C’est quoi la théorie du pot de yaourt qui s’immisce dans les dépenses du couple et appauvrit les femmes ?
Derrière les apparences d’un amour équilibré se cachent souvent des disparités financières profondes. Une récente étude révèle que la vie de couple creuse considérablement l’écart de revenus entre les hommes et les femmes, transformant peu à peu les dépenses partagées en piège économique pour ces dernières.
Selon une étude de l’Observatoire Société et Consommation, relayée par L’Agefi, l’écart de revenus entre hommes et femmes passe de 9 % avant la vie de couple à 42 % après. Une donnée vertigineuse, qui illustre à quel point la vie commune peut reproduire, voire aggraver, les inégalités économiques. Les femmes, souvent plus impliquées dans la gestion du foyer ou la parentalité, voient leurs perspectives salariales ralentir, tandis que leurs compagnons maintiennent ou augmentent leurs revenus.

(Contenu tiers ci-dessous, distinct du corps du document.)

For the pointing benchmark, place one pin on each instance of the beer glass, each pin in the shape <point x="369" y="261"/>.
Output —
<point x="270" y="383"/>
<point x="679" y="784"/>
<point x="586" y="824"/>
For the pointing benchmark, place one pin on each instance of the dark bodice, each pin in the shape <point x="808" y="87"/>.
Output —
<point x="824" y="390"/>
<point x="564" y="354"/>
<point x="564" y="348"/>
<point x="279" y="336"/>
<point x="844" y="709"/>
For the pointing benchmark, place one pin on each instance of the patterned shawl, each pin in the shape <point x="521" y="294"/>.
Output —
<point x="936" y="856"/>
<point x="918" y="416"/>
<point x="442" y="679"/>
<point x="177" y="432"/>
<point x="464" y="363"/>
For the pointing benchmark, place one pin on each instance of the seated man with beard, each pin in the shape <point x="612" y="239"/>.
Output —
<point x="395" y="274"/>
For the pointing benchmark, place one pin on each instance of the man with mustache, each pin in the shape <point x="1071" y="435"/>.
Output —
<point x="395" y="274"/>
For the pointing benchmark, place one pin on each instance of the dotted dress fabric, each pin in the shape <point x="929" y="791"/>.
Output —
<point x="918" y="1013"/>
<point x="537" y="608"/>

La théorie du pot de yaourt : une image parlante du déséquilibre
La romancière Titiou Lecoq, dans son ouvrage Le couple & l’argent, résume cette mécanique invisible à travers la métaphore du pot de yaourt vide. Elle imagine un couple fictif, Roméo et Juliette, qui débute dans l’équité : deux salaires, deux parts de dépenses. Mais la naissance d’un enfant bouleverse ce fragile équilibre. Juliette réduit son temps de travail, tandis que Roméo conserve le sien à plein temps. Les dépenses demeurent partagées à parts égales, mais le déséquilibre s’installe insidieusement. Quand Roméo finance la voiture familiale, Juliette, elle, paie les courses, les petits achats… et les fameux yaourts. À la séparation, il repart avec la voiture ; elle, avec les factures du quotidien.

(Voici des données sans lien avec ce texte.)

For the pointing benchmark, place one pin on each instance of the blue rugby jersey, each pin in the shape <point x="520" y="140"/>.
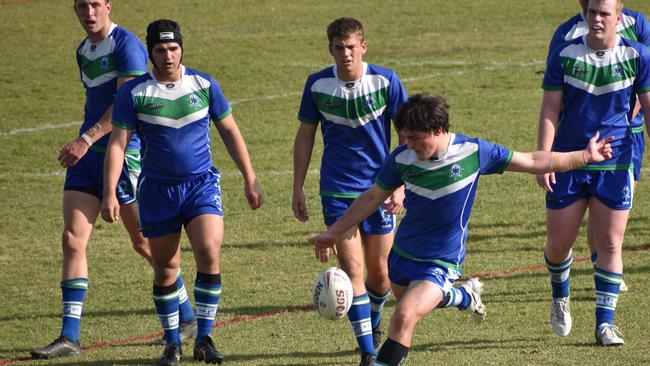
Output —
<point x="633" y="26"/>
<point x="439" y="195"/>
<point x="355" y="125"/>
<point x="120" y="54"/>
<point x="598" y="87"/>
<point x="173" y="122"/>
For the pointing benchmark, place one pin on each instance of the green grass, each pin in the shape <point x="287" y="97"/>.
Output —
<point x="485" y="57"/>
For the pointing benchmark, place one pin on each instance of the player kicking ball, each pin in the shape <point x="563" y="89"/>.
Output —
<point x="440" y="171"/>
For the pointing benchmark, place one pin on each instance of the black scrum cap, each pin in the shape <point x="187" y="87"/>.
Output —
<point x="163" y="30"/>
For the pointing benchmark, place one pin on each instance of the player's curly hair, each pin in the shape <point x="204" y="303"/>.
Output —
<point x="344" y="28"/>
<point x="423" y="113"/>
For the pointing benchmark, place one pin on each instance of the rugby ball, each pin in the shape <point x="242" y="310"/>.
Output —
<point x="332" y="293"/>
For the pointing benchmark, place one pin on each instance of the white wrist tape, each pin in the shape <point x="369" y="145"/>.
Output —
<point x="87" y="139"/>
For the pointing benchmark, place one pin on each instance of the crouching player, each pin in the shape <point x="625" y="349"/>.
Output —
<point x="440" y="171"/>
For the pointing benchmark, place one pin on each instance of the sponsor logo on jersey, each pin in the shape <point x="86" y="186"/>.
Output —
<point x="332" y="104"/>
<point x="579" y="70"/>
<point x="194" y="101"/>
<point x="154" y="106"/>
<point x="456" y="171"/>
<point x="369" y="102"/>
<point x="410" y="173"/>
<point x="103" y="63"/>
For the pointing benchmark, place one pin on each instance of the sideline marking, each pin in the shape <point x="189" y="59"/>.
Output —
<point x="299" y="309"/>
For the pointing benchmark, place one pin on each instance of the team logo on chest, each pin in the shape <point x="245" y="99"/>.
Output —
<point x="578" y="70"/>
<point x="194" y="101"/>
<point x="456" y="171"/>
<point x="103" y="63"/>
<point x="369" y="102"/>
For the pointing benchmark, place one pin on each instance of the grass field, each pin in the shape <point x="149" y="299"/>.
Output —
<point x="486" y="57"/>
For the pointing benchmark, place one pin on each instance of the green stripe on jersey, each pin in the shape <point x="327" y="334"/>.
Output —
<point x="439" y="179"/>
<point x="173" y="108"/>
<point x="599" y="75"/>
<point x="353" y="109"/>
<point x="93" y="69"/>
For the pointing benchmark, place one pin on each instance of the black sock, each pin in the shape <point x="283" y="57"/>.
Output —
<point x="392" y="353"/>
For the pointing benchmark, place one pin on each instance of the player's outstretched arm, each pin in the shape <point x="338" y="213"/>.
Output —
<point x="74" y="150"/>
<point x="361" y="208"/>
<point x="302" y="150"/>
<point x="113" y="163"/>
<point x="549" y="161"/>
<point x="232" y="138"/>
<point x="548" y="117"/>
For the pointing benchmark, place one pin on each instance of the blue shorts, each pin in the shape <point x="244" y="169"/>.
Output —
<point x="401" y="271"/>
<point x="88" y="176"/>
<point x="166" y="206"/>
<point x="614" y="188"/>
<point x="638" y="146"/>
<point x="378" y="223"/>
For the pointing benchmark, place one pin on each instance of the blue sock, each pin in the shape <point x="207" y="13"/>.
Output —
<point x="594" y="258"/>
<point x="165" y="298"/>
<point x="207" y="295"/>
<point x="73" y="292"/>
<point x="377" y="302"/>
<point x="607" y="288"/>
<point x="359" y="316"/>
<point x="185" y="306"/>
<point x="559" y="274"/>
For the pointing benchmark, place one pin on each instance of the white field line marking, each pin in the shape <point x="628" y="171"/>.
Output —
<point x="230" y="173"/>
<point x="491" y="65"/>
<point x="47" y="126"/>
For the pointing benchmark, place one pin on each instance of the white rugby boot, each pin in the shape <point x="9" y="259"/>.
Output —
<point x="609" y="335"/>
<point x="561" y="316"/>
<point x="474" y="287"/>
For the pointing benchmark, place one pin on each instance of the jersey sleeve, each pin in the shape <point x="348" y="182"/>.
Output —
<point x="554" y="74"/>
<point x="309" y="112"/>
<point x="396" y="95"/>
<point x="493" y="158"/>
<point x="642" y="80"/>
<point x="389" y="178"/>
<point x="131" y="57"/>
<point x="219" y="107"/>
<point x="642" y="29"/>
<point x="124" y="109"/>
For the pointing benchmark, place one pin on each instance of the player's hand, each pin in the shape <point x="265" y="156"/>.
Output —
<point x="110" y="208"/>
<point x="298" y="205"/>
<point x="395" y="203"/>
<point x="71" y="153"/>
<point x="546" y="181"/>
<point x="322" y="245"/>
<point x="599" y="150"/>
<point x="254" y="194"/>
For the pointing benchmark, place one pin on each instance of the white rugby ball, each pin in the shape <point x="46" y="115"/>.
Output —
<point x="332" y="293"/>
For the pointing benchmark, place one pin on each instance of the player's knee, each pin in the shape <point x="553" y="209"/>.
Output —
<point x="71" y="243"/>
<point x="403" y="321"/>
<point x="609" y="248"/>
<point x="378" y="276"/>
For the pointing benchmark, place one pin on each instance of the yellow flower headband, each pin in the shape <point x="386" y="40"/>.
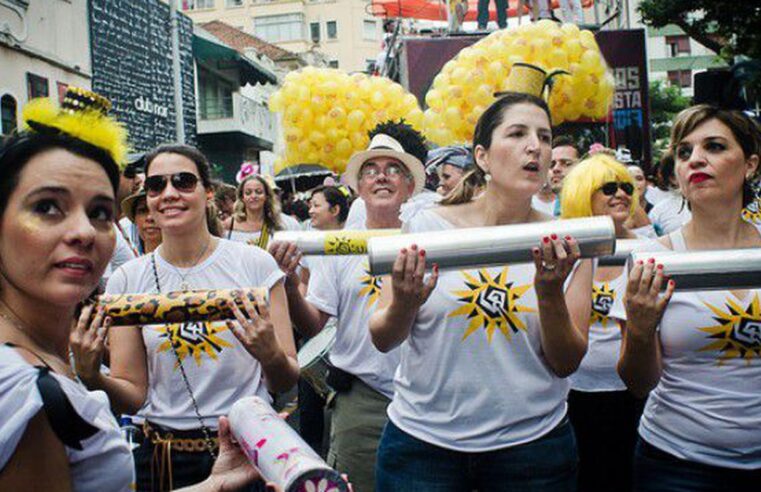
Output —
<point x="83" y="115"/>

Un modèle ancré dès les débuts de la vie commune
Ce scénario n’a rien d’anecdotique. Comme le rappelle la sociologue Ingrid Voléry, les habitudes financières du couple se forgent dès la première cohabitation : « Les routines établies au départ façonnent la gestion du budget pour les années à venir. » Autrefois, les ressources étaient mises en commun, reflet d’un engagement mutuel. Aujourd’hui, les couples privilégient davantage la séparation des comptes, chacun préservant sa liberté financière. Une tendance confirmée par les chercheuses Sarah Benmoyal Bouzaglo et Corina Paraschiv, pour qui « l’argent n’est plus perçu comme un bien commun au sein du couple ».
Des conséquences durables et souvent invisibles
Ce cloisonnement financier crée une illusion d’équité. En réalité, les femmes supportent souvent la charge des dépenses récurrentes et “invisibles”, celles qui ne se traduisent pas par un patrimoine durable. Les hommes, de leur côté, investissent davantage dans les biens tangibles — immobilier, véhicules, placements. Ainsi, à la rupture, les écarts se matérialisent : le patrimoine s’est construit d’un côté, les dépenses se sont accumulées de l’autre. Un déséquilibre discret mais destructeur, qui s’inscrit dans le temps et se répercute jusque dans la retraite.
Le rôle essentiel des conseillers financiers
Face à ces dynamiques, les conseillers financiers ont un rôle préventif majeur à jouer. Ils doivent aider les couples — et surtout les femmes — à comprendre l’impact de certaines décisions budgétaires. Informer sans juger, alerter sans alarmer : il s’agit d’encourager une gestion équitable des investissements et des dépenses. Car derrière chaque “petit achat” se cache souvent un manque à gagner à long terme.